PROTECTING YOUR WEB HISTORY AND INFORMATION
Your web privacy may be in jeopardy when you log into computers or end up on someone’s wifi.
Not everyone on the internet knows what happens to their privacy and information. In 2015, the Federal Communications Commission located in Washington D.C. made corrections to internet providers to help regulate internet information.
Senate voted 50-48 along party lines in favor of a resolution to people’s privacy on the internet, according to an article called: The Senate prepares to send internet privacy down a black hole on Wired.com.
“ Protecting users’ privacy has fallen to the Federal Trade Commission. In 2015, the FCC reclassified internet providers as utility-style which an appeals court decided the FCC has the sole authority to regulate. If they take effect, broadband providers could not sell your browsing data unless you explicitly opt in,” according to the article on the website.
For schools, some classes have information for research papers and essays.
“We go to websites and agree to use it on the company’s terms. I challenge you to get a cup of coffee, sit down one day and actually read through,” said Max Josquin, information system computer science department chair at SFCC. “I guarantee you by the second or third paragraph, you will not understand it because you are not a lawyer.”

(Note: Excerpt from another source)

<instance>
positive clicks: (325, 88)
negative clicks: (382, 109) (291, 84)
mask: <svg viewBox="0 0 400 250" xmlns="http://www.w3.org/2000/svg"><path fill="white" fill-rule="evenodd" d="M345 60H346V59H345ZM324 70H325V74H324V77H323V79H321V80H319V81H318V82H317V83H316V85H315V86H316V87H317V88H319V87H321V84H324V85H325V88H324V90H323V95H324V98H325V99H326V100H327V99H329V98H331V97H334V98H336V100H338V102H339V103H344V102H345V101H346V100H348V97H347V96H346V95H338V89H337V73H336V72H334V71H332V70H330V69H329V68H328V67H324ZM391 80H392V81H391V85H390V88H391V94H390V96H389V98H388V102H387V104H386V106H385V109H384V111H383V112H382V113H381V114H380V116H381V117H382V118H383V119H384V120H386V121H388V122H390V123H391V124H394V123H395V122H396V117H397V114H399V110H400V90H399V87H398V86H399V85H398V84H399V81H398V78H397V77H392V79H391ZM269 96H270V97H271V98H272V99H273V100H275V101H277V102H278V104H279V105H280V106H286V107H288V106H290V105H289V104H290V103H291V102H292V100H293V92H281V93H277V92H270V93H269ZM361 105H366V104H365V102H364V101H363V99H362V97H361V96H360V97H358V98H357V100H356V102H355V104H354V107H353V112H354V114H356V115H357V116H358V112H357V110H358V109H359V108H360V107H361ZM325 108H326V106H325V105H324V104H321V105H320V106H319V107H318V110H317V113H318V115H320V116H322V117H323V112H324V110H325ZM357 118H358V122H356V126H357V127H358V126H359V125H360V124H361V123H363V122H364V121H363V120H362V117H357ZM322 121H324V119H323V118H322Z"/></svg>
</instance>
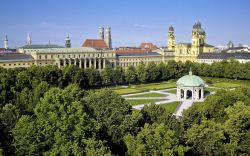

“The agreements on websites take your information because you click yes, it takes just one click to make a difference online,” he says.
Some companies put a fine print in code where you just end up not reading all the way through and just figure it’s fine to click agree. Once that happens, many things can follow.
“I never thought that information could be used by companies just by clicking agree,” said Hanna Berg. “We all have become relying on internet and technology for school work and to turn in job applications or for social media where we make things public yet we want our privacy.”
Social media has changed the outlook of what is private and what is public posting.
Be careful on what you post and what websites you go to. Also, read the fine print on what you might be agreeing to when going to a website or downloading anything.